Here are some of the 54 questions addressed by SEC:

Question: How can an issuer determine whether or not it meets the revenue test for Emerging Growth Company?

Answer: An Emerging Growth Company is defined in the Securities Act and the Exchange Act as an issuer with “total annual gross revenues” of less than $1 billion during its most recently completed fiscal year. The phrase “total annual gross revenues” means total revenues as presented on the income statement presentation under U.S. GAAP (or IFRS as issued by the IASB, if used as the basis of reporting by a foreign private issuer).

If the financial statements of a foreign private issuer are presented in a currency other than U.S. dollars, total annual gross revenues for purposes of this test should be calculated in U.S. dollars using the exchange rate as of the last day of the most recently completed fiscal year.

In addition, if the financial statements for the most rent year included in the registration statement are those for the predecessor of the issuer, the predecessor’s revenues should be used when determining if the issuer meets the definition of an emerging growth company.

Question: How can an issuer determine whether it qualifies as an “emerging growth company” as f the effective date for the definition of that term?

Answer:  Section 101(d0 of the JOBS Act provides an “effective date” for the definition of emerging growth company: an “issuer shall not be an emerging growth company for purposes of [the Securities Act and the Exchange Act]…if the first sale of common equity securities of such issuer pursuant to an effective registration statement under the Securities Act of 1933 occurred on or before Dec. 8, 2011.”

The phrase “first sale of common equity securities” in the JOBS Act is not limited to a company’s initial primary offering of common equity securities for cash. It could also include offering common equity pursuant to an employee benefit plan on a Form S-8 as well as a selling shareholder’s secondary offering on a resale registration statement.

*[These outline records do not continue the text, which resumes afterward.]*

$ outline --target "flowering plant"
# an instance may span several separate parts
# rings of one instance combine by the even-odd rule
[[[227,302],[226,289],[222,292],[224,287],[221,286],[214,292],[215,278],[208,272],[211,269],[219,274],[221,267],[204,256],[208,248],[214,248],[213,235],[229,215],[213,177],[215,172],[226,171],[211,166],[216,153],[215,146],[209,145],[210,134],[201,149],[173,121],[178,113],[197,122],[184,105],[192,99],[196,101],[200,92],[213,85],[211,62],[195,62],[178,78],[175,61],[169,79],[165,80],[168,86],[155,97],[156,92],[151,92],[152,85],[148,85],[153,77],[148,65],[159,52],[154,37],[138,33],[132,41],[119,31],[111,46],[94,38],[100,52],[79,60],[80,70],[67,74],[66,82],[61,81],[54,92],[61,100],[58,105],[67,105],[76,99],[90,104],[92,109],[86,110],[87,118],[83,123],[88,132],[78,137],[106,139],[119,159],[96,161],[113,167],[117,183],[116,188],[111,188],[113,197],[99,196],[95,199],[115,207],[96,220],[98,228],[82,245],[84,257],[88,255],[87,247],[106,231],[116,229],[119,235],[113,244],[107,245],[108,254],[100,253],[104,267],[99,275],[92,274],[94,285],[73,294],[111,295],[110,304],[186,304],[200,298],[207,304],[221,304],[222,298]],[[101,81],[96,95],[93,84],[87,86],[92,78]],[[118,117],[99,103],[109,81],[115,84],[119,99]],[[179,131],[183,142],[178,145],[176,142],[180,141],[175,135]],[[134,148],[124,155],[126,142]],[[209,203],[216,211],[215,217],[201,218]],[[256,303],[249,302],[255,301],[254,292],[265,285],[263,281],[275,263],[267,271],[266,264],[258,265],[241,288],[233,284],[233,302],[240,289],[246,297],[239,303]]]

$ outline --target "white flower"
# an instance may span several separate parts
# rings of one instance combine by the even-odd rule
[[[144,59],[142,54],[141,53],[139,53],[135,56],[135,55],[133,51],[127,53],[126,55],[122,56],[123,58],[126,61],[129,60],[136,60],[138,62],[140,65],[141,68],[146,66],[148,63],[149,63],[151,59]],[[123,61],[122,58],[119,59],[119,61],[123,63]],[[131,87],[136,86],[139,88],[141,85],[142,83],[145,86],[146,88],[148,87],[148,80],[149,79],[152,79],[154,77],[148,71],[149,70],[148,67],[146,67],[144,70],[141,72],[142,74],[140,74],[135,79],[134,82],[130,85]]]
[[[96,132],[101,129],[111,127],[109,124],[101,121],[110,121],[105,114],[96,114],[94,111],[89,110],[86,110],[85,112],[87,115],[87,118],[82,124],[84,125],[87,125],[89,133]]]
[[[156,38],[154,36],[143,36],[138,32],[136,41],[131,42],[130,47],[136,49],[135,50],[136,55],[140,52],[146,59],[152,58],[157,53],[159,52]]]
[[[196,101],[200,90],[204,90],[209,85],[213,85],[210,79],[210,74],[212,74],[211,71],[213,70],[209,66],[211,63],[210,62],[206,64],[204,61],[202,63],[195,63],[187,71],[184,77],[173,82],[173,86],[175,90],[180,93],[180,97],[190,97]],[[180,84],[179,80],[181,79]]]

Even if the issuer had a registration statement declared effective on or before Dec. 8, 2011, so long as the first sale of common equity securities occurs after Dec. 8, 2011, an issuer may qualify as an emerging growth company, assuming the other requirements of the definition are satisfied.

Question: When would a company determine whether it is an emerging growth company for purposes of the various provisions in Title 1?

Answer:  Current Commission rules do not address when emerging growth company status should be determined or provide for any transition into or out of emerging growth company status. Absent rule changes, we will apply the following general principles, based on current rules and on the language of Title 1.

A company must qualify as an emerging growth company at the time of submission in order to submit a confidential draft registration statement, or any amendment thereto, under Securities Act Section 6e. If a company ceases to qualify as an emerging growth company while undergoing the confidential review of its draft submission statement…it would need to file a registration statement to continue the review process and comply with current rules and regulations applicable to companies that are not emerging growth companies. At that time, the prior confidential draft submissions would be filed as exhibits to the registration statement.

(See the SEC publication for more)

Question: How should an emerging growth company identify itself as an emerging growth company in a draft registration statement submitted to the staff on a confidential basis under Securities Act Section 6e and in the subsequent electronic filing of the registration statement on EDGAR?

Answer: The issuer should disclose that it is an emerging growth company on the cover page of its prospectus.

Question: May an issuer that qualifies as an emerging growth company amend its registration statement to provide the scaled disclosure available to emerging growth companies if the registration statement was initially filed prior to April 5, 2012?

Answer: Yes. The emerging growth company may provide the scaled disclosure available to emerging growth companies in a pre-effective amendment to a pending registration statement or in a post-effective amendment.